The BAH rate is tied to the local zip code, and thus can vary widely across the country. In areas where housing is generally more expensive, the BAH rate will also be higher. Conversely, in areas where cost of living is lower, the BAH allowance will not be as much. With this variance also comes a degree of fluctuation; that is, as the cost of housing goes up or down within a zip code, the BAH rate will also go up or down. This inconsistency sometimes causes a lot of grief for servicemembers who rent an apartment based on how much they are getting from the BAH, then have the rate change on them while they’re in the middle of the lease. There is a certain amount of protection from this sort of thing, however.
BAH protection allows servicemembers to keep the old amount they are still eligible for in the event that the BAH rate goes down. There are several categories of persons, however, that are not covered by this protection. If you receive permanent change of station (PCS) orders, and move to a zip code with lower cost of housing, you’ll receive the BAH rate for that zip code without really any exceptions. While renters can to a degree shrug that off, it can create a headache for someone who has been using it to make a mortgage on a VA loan. If they were not able to sell their home before the move, they might be stuck with a monthly mortgage payment for their old place, a rent payment for their new place, and less allowance than they were previously getting. While this is only a concern for those who choose not to sell their homes, it can make it difficult for someone to maintain a home to live in after service is completed.

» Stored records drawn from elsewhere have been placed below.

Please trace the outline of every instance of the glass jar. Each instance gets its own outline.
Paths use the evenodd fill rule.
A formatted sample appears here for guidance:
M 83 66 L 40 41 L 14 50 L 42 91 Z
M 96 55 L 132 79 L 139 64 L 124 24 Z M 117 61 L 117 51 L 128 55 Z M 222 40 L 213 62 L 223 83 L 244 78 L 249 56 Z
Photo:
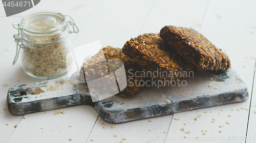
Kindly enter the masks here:
M 22 67 L 29 75 L 48 78 L 66 73 L 72 62 L 66 58 L 72 50 L 69 34 L 78 32 L 71 17 L 72 21 L 66 22 L 67 16 L 56 12 L 37 12 L 23 17 L 20 24 L 13 24 L 18 34 L 14 36 L 17 52 L 13 64 L 22 48 Z

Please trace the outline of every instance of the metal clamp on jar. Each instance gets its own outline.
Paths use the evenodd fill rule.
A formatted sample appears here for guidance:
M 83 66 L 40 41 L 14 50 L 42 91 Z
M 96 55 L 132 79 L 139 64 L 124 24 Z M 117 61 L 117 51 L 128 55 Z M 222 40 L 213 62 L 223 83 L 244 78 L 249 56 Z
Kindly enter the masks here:
M 66 22 L 67 17 L 69 21 Z M 17 48 L 13 65 L 22 48 L 22 67 L 30 76 L 48 78 L 67 72 L 71 60 L 66 55 L 72 50 L 68 37 L 69 33 L 78 32 L 70 16 L 56 12 L 37 12 L 25 16 L 20 24 L 13 26 L 18 31 L 13 36 Z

A change of marital status will affect your BAH rate no matter what. If you were originally single when you moved into a certain zip code, you began receiving the “without dependents” BAH rate. Upon getting married, you will receive the “with dependents” BAH rate, which is higher. While that is a great thing, it’s important to realize that the opposite happens in the event of a divorce. If you’re getting the “with dependents” BAH rate in a certain zip code and then get divorced, you will be dropped back down to the “without dependents” rate. This can be problematic if you decided to move into a larger apartment to accommodate the two of you, or perhaps even decided to buy a home with a VA loan. While it probably won’t be a factor when considering a divorce, it should definitely be a factor when considering getting married and while making decisions about where to live after you get married.
A contributing factor to the BAH rate you will receive is your rank. As such, a demotion or promotion will impact (perhaps substantially) your BAH rate eligibility. Regardless of the reason, a demotion will result in a lower BAH rate and a promotion will result in a higher BAH rate.

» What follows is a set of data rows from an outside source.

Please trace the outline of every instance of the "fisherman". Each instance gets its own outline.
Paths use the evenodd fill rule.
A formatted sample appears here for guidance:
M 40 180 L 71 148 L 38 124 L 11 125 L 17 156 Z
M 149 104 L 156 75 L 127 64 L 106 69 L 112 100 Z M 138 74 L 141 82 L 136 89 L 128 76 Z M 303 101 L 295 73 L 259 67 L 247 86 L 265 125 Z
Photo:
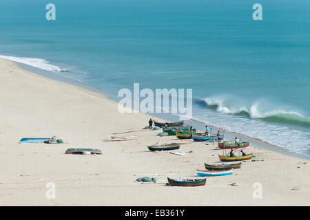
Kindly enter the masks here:
M 205 135 L 206 136 L 209 135 L 209 133 L 210 133 L 210 129 L 209 129 L 208 126 L 205 126 Z
M 243 150 L 241 150 L 240 152 L 242 153 L 242 156 L 247 155 L 247 153 L 245 151 L 243 151 Z
M 216 134 L 216 135 L 218 136 L 218 142 L 220 142 L 220 140 L 222 140 L 222 138 L 220 138 L 220 131 L 218 131 L 218 133 Z
M 189 130 L 191 132 L 191 137 L 193 137 L 193 127 L 192 126 L 189 127 Z
M 152 118 L 149 118 L 149 131 L 153 130 L 153 121 L 152 120 Z
M 231 149 L 231 150 L 230 151 L 230 156 L 231 156 L 231 157 L 235 157 L 235 154 L 234 153 L 233 149 Z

As far as leveraging the combined power of the BAH benefit and the VA loan benefit, there are a few things that are important to know. First, the BAH rate is based off of the local renting averages, not mortgage averages. So if you plan on using the BAH to help cover your mortgage, it would be wise to keep in mind that the amount you get from the BAH may not be independently sufficient. If you’re hoping to keep the home that you’re currently paying a mortgage on, it may be in your best interests to take advantage of the BAH benefit to make double payments on your mortgage. Obviously, you should evaluate your budget and determine if this is a wise (or even possible) course of action, but if the BAH single-handedly knocks out your mortgage payment, adding on top of that will significantly reduce the amount of interest that you pay over time and help you pay off the home faster. For example, if you make double payments on a 30-year mortgage, you will actually slice about 20 years off of it; you’ll be paid off in 10 years. Often, it’s not possible to make a double mortgage payment, but if you can, and you hope to keep your home for a long time, it is probably worth it.